Cardiovascular Research Center, Rhode Island Hospital, Warren Alpert Medical School of Brown University, Providence, RI 02903, USA.
Am J Physiol Heart Circ Physiol. 2012 Apr 15;302(8):H1625-35. doi: 10.1152/ajpheart.00960.2011. Epub 2012 Feb 3.

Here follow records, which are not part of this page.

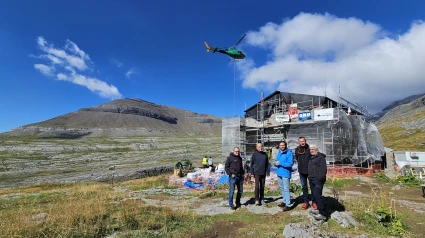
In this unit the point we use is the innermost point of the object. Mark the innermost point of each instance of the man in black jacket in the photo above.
(317, 170)
(302, 155)
(259, 167)
(234, 168)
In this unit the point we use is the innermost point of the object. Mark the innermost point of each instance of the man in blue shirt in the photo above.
(284, 161)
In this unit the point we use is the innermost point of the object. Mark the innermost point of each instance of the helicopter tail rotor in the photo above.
(239, 41)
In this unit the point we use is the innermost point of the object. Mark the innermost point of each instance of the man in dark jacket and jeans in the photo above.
(317, 170)
(234, 168)
(259, 167)
(302, 155)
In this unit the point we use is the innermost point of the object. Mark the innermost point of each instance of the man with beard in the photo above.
(317, 170)
(234, 169)
(259, 167)
(302, 155)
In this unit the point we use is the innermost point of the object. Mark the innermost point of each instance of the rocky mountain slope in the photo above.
(403, 127)
(121, 118)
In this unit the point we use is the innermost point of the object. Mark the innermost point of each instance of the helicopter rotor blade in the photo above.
(239, 41)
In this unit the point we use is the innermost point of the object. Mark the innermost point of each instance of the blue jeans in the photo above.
(238, 181)
(316, 187)
(284, 188)
(304, 185)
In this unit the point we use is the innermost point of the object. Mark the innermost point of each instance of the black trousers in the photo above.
(316, 187)
(260, 181)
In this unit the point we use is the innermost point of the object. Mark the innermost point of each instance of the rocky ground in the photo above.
(207, 203)
(26, 160)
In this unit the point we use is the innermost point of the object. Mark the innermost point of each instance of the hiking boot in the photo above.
(319, 217)
(314, 212)
(285, 209)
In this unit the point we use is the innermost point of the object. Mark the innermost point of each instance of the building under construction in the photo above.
(340, 129)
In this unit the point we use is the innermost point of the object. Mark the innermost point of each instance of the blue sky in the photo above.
(162, 41)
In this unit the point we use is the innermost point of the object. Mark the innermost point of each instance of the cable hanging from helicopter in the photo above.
(235, 55)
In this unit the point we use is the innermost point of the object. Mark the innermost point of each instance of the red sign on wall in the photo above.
(293, 111)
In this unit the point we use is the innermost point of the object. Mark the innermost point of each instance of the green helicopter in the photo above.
(231, 51)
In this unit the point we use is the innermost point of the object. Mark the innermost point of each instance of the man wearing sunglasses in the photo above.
(259, 167)
(317, 170)
(234, 168)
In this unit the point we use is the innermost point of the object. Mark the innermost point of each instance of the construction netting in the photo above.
(351, 139)
(231, 134)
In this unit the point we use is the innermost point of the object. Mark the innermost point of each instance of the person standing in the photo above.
(234, 168)
(302, 155)
(317, 170)
(205, 162)
(284, 162)
(259, 167)
(210, 163)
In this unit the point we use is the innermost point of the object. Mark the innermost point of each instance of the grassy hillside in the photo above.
(398, 136)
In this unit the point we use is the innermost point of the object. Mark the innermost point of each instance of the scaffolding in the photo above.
(343, 137)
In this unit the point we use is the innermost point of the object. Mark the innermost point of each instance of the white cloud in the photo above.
(93, 84)
(70, 62)
(130, 72)
(45, 69)
(312, 49)
(116, 62)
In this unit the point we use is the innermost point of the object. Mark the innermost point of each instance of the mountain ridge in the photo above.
(128, 114)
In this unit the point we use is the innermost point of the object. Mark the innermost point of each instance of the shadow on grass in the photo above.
(331, 204)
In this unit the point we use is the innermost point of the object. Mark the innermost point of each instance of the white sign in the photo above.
(324, 114)
(282, 118)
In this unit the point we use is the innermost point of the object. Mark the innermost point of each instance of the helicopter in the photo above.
(231, 51)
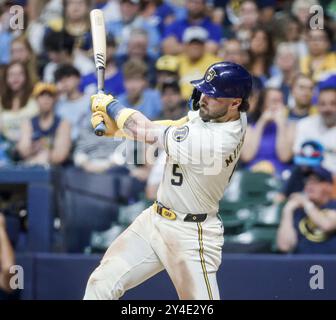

Aging increases the risk for arrhythmias and sudden cardiac death (SCD). We aimed at elucidating aging-related electrical, functional, and structural changes in the heart and vasculature that account for this heightened arrhythmogenic risk. Young (5-9 mo) and old (3.5-6 yr) female New Zealand White (NZW) rabbits were subjected to in vivo hemodynamic, electrophysiological, and echocardiographic studies as well as ex vivo optical mapping, high-field magnetic resonance imaging (MRI), and histochemical experiments. Aging increased aortic stiffness (baseline pulse wave velocity: young, 3.54 ± 0.36 vs. old, 4.35 ± 0.28 m/s, P < 0.002) and diastolic (end diastolic pressure-volume relations: 3.28 ± 0.5 vs. 4.95 ± 1.5 mmHg/ml, P < 0.05) and systolic (end systolic pressure-volume relations: 20.56 ± 4.2 vs. 33.14 ± 8.4 mmHg/ml, P < 0.01) myocardial elastances in old rabbits. Electrophysiological and optical mapping studies revealed age-related slowing of ventricular and His-Purkinje conduction (His-to-ventricle interval: 23 ± 2.5 vs. 31.9 ± 2.9 ms, P < 0.0001), altered conduction anisotropy, and a greater inducibility of ventricular fibrillation (VF, 3/12 vs. 7/9, P < 0.05) in old rabbits. Histochemical studies confirmed an aging-related increased fibrosis in the ventricles. MRI showed a deterioration of the free-running Purkinje fiber network in ventricular and septal walls in old hearts as well as aging-related alterations of the myofibrillar orientation and myocardial sheet structure that may account for this slowed conduction velocity. Aging leads to parallel stiffening of the aorta and the heart, including an increase in systolic stiffness and contractility and diastolic stiffness. Increasingly, anisotropic conduction velocity due to fibrosis and altered myofibrillar orientation and myocardial sheet structure may contribute to the pathogenesis of VF in old hearts. The aging rabbit model represents a useful tool for elucidating age-related changes that predispose the aging heart to arrhythmias and SCD.
衰老会增加心律失常和心源性猝死(SCD)的风险。我们旨在阐明与衰老相关的心脏和血管的电、功能和结构变化,这些变化导致心律失常风险增加。年轻(5-9 个月)和年老(3.5-6 岁)的雌性新西兰白兔(NZW)接受了体内血流动力学、电生理和超声心动图研究以及体外光学标测、高场磁共振成像(MRI)和组织化学实验。衰老增加了主动脉僵硬度(基础脉搏波速度:年轻组为 3.54 ± 0.36 m/s,老年组为 4.35 ± 0.28 m/s,P < 0.002)和舒张期(舒张末期压力-容积关系:3.28 ± 0.5 mmHg/ml vs. 4.95 ± 1.5 mmHg/ml,P < 0.05)和收缩期(收缩末期压力-容积关系:20.56 ± 4.2 mmHg/ml vs. 33.14 ± 8.4 mmHg/ml,P < 0.01)心肌弹性。电生理和光学标测研究显示,心室和希氏-浦肯野传导(希氏至心室的时间间隔:23 ± 2.5 ms vs. 31.9 ± 2.9 ms,P < 0.0001)、传导各向异性改变以及心室颤动(VF)易感性增加(3/12 对 7/9,P < 0.05)在老年兔子中。组织化学研究证实,心室纤维化与衰老有关。MRI 显示,老年心脏的心室和间隔壁的自主浦肯野纤维网络恶化,以及肌原纤维取向和心肌片结构的衰老相关改变,这些可能导致传导速度减慢。衰老导致主动脉和心脏的僵硬程度平行增加,包括收缩期僵硬度和收缩力以及舒张期僵硬度增加。由于纤维化和肌原纤维取向以及心肌片结构的改变导致的各向异性传导速度增加,可能导致老年心脏的 VF 发病机制。衰老兔模型是阐明使衰老心脏易发生心律失常和 SCD 的与年龄相关变化的有用工具。